Wednesday, April 8, 2020

Why is this night different from all other nights?





According to some friends, every Jewish holiday can be summed up by one of two responses:

The King (Pharaoh, fill in the blank) tried to destroy us, we won/lost, let’s eat.”

That brings us to Passover, the eight-day holiday that commemorates the Exodus—the Jews’ flight from slavery in Egypt to a 40 year-long trek through the desert that led to the Promised Land. The metaphor of an entire nation of people journeying from slavery to freedom is so powerful it’s no wonder many groups and nations throughout history have borrowed this story, remade it in their image, and used it as a banner of hope when times are dark.

It’s an understatement to say that we’re living through dark times. I’ve hesitated to write about it and generalize in any way because I can’t presume to know under what conditions you are experiencing the plague. It’s so wildly different for all of us—except for the aura of uncertainty that clouds our thoughts and actions. Which brings me to the first of the 4 questions traditionally asked during the Passover seder, the ritual meal in which Jews remember (and in a sense, relive) the plagues suffered during the time they were slaves to the Pharaoh and their subsequent escape:

Why is this night different from all other nights?

During the seder in 2020, the experience of naming the plagues and journeying from darkness to light will be different than it has ever been.

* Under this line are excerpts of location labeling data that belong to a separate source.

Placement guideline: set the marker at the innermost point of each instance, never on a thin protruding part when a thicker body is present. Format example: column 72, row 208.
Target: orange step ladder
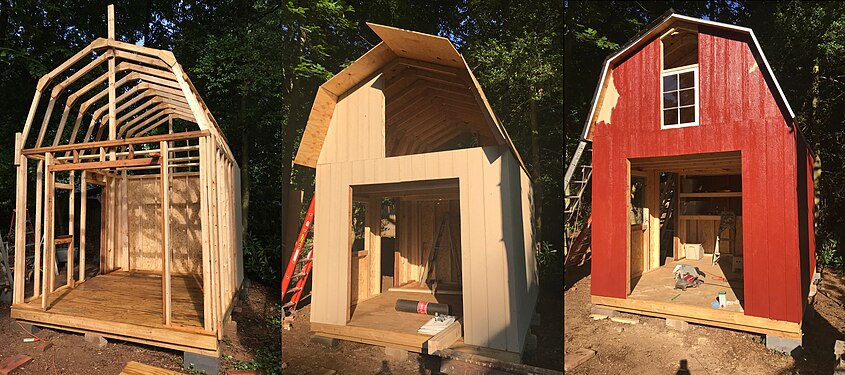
column 299, row 264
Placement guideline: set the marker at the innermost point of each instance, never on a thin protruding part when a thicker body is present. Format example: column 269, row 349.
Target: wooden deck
column 127, row 306
column 376, row 322
column 659, row 285
column 654, row 292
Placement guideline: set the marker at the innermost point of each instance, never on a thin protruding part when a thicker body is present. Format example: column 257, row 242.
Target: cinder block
column 783, row 345
column 535, row 320
column 839, row 349
column 201, row 363
column 324, row 341
column 678, row 325
column 394, row 354
column 603, row 311
column 30, row 328
column 531, row 343
column 96, row 340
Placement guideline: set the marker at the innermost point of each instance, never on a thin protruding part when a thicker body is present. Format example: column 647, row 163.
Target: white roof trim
column 670, row 19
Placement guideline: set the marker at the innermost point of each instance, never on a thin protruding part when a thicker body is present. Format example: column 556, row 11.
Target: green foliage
column 262, row 261
column 274, row 322
column 590, row 36
column 549, row 262
column 266, row 360
column 830, row 255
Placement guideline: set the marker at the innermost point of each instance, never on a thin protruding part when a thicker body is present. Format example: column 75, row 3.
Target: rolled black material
column 420, row 307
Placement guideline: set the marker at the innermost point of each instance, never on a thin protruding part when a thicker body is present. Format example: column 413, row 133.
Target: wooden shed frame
column 392, row 125
column 145, row 292
column 625, row 127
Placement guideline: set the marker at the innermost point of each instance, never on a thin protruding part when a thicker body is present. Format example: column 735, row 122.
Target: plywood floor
column 375, row 321
column 380, row 312
column 659, row 285
column 129, row 297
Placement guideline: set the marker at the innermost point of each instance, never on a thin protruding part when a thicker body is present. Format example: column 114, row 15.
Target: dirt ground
column 650, row 347
column 300, row 356
column 70, row 354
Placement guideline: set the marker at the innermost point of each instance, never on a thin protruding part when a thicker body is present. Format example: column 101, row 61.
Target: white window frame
column 677, row 71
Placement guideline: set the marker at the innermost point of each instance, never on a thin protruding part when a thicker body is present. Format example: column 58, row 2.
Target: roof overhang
column 661, row 25
column 396, row 43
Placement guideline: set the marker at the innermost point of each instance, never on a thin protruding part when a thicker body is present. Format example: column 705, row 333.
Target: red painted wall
column 737, row 112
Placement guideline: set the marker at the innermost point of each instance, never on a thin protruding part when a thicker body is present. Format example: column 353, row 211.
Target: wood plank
column 136, row 368
column 83, row 223
column 20, row 228
column 204, row 235
column 104, row 164
column 445, row 338
column 702, row 315
column 12, row 363
column 165, row 234
column 49, row 247
column 181, row 136
column 71, row 231
column 39, row 209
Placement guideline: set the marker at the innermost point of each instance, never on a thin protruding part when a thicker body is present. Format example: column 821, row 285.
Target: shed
column 407, row 125
column 696, row 157
column 163, row 263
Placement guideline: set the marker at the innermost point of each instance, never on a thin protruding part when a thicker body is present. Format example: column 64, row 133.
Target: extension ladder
column 574, row 188
column 300, row 265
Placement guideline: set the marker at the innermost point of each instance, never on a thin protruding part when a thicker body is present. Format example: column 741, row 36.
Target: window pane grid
column 679, row 99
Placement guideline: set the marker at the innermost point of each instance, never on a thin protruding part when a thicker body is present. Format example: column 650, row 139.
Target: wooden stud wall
column 417, row 224
column 201, row 217
column 493, row 193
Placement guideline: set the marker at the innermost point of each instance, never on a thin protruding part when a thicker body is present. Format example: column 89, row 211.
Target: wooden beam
column 208, row 315
column 117, row 142
column 445, row 338
column 104, row 164
column 112, row 93
column 702, row 315
column 49, row 234
column 165, row 233
column 71, row 226
column 373, row 222
column 20, row 229
column 39, row 210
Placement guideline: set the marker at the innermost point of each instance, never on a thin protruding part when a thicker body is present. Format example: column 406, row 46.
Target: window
column 680, row 97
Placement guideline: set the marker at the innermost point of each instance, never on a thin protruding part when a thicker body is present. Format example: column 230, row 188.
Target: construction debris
column 137, row 368
column 573, row 360
column 624, row 320
column 10, row 364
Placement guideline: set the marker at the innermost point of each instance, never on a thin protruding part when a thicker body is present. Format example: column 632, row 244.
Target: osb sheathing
column 145, row 224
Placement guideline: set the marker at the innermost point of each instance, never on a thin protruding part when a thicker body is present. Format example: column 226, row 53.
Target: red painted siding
column 737, row 112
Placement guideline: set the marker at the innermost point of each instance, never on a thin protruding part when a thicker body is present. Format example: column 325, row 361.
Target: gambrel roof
column 397, row 46
column 150, row 89
column 656, row 29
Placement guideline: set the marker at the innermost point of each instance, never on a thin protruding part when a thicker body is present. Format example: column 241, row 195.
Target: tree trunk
column 245, row 166
column 537, row 171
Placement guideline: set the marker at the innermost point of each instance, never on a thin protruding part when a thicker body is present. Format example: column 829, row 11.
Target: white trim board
column 653, row 33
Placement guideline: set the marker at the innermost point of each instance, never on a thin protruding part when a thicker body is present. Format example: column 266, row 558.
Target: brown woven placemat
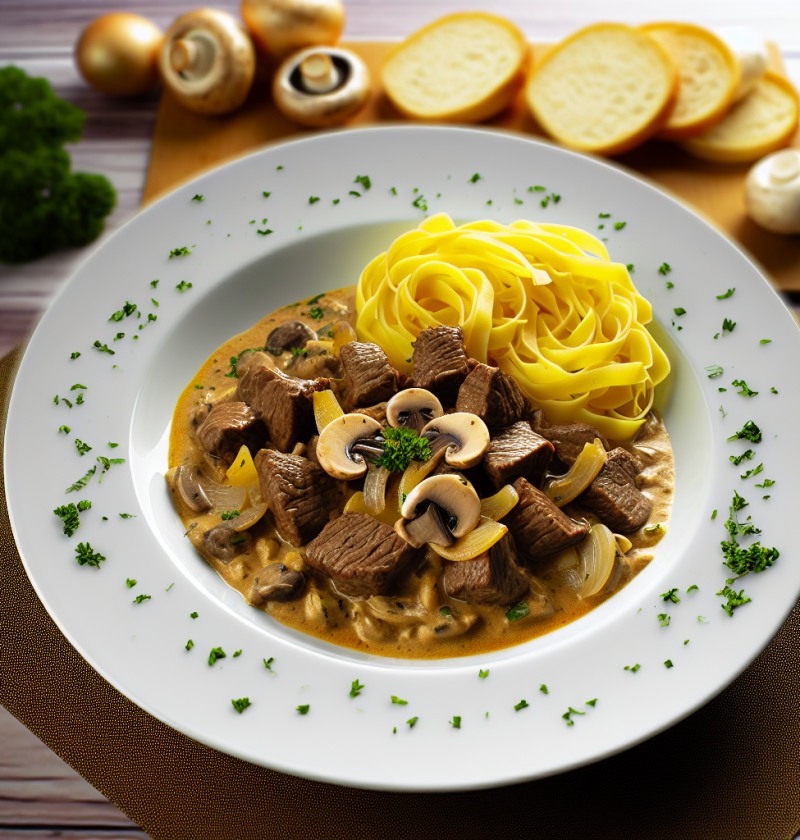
column 728, row 771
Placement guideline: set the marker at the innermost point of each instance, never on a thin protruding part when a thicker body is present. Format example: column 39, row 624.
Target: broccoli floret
column 43, row 206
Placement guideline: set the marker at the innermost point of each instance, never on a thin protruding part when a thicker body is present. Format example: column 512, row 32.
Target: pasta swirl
column 542, row 302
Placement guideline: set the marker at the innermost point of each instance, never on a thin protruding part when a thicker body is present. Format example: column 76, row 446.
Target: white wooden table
column 40, row 796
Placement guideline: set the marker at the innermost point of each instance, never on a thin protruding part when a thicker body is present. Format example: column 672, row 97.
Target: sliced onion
column 249, row 517
column 497, row 506
column 375, row 489
column 582, row 473
column 475, row 543
column 597, row 554
column 326, row 408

For the first time, many of us will celebrate alone, away from family, and will rely on Zoom, FaceTime, and Skype to connect with family and friends scattered all over the world. For many of us this will be the first time we’ve lived through a plague and watched it destroy lives. For many of us it will be the first time we suffer from a virus that seems to have come from both the ancient world and a dystopian future.

Below is a passage from my first novel, The Road to Fez, in which a family celebrates Passover/Pesach in Morocco while trying to decide whether it’s safer to remain in Morocco or to take the chance and travel to Israel. Papa Naphtali is the American heroine’s grandfather, a mystic and musician who was inspired by the memory of my own grandfather:

“This is what Pesach means to me,” Papa Naphtali says. “It represents the most courageous, terrifying decision human beings have ever made, to leave a known life of slavery, and to enter the unknown, dangerous promise of freedom. They had to lose the habits of slavery, to learn to straighten their shoulders and to look strangers directly in the eyes. It took forty years of wandering in the desert before the first generation of slaves was gone, and the new generation born free and wild in the desert was ready to fight for the promise. Imagine the terror. Imagine looking over the rocks into the land you thought was a myth, and seeing that it was real, that you could touch the ground and smell the air. We’re always on the verge of freedom, but frightened to take that last step. So what will we do, mes enfants? Remain in the desert for another forty years? Or advance to the vision of light, which may be a mirage?”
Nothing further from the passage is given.